Festa del papà: i migliori film
18/03/2021

Per celebrare al meglio la festa del papà abbiamo pensato ai film che, seguendo un ordine cronologico, hanno saputo raccontare al meglio la figura paterna sul grande schermo. Che siano grandi capolavori o pellicole meno riuscite, che siano film comici o drammatici, il denominatore è uno soltanto: tutti trattano il rapporto padre-figlio con grandissimo spessore! 

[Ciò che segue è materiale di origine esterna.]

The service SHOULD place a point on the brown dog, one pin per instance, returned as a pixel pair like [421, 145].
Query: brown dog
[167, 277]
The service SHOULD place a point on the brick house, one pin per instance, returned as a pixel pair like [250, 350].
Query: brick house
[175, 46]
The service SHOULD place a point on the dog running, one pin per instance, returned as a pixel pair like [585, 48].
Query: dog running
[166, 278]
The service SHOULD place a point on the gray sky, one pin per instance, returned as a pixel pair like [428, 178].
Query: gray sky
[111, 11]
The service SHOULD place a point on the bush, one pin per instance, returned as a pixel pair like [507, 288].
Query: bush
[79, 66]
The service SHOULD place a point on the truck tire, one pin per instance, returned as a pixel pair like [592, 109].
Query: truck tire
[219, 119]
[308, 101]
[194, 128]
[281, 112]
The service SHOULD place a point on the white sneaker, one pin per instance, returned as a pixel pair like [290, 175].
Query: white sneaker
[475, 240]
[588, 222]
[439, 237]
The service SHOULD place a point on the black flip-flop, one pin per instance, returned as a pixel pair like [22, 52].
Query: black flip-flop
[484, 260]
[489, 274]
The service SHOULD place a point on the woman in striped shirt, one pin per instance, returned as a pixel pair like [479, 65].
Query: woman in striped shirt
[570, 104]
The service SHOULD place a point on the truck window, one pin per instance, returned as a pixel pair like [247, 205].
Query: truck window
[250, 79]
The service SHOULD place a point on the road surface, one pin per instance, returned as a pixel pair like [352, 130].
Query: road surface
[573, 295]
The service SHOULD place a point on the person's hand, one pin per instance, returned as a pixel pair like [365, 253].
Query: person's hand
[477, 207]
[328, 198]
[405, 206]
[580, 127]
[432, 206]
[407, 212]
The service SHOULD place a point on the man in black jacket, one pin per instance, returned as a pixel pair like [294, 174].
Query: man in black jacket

Il monello (Charlie Chaplin, 1921)



Non sono realmente padre e figlio, ma il gioco messo in scena da Chaplin in questo film non potevamo trascurarlo per questa ricorrenza. Dosando sapientemente comicità (irresistibili le scene delle “malefatte” dei due) e sentimento, il regista-attore (anche sceneggiatore) getta le basi per quella che diventerà la ricetta infallibile del proprio successo. Risate e lacrime si bilanciano perfettamente, mentre le gag, costruite con meccanica precisione, si susseguono incessantemente, con un gioco di rifrazione tra il bambino e l'adulto. Senza mai cadere nella retorica, il cineasta britannico strazia il cuore dello spettatore con la celeberrima scena dell'abbandono e lo commuove con un dolcissimo finale.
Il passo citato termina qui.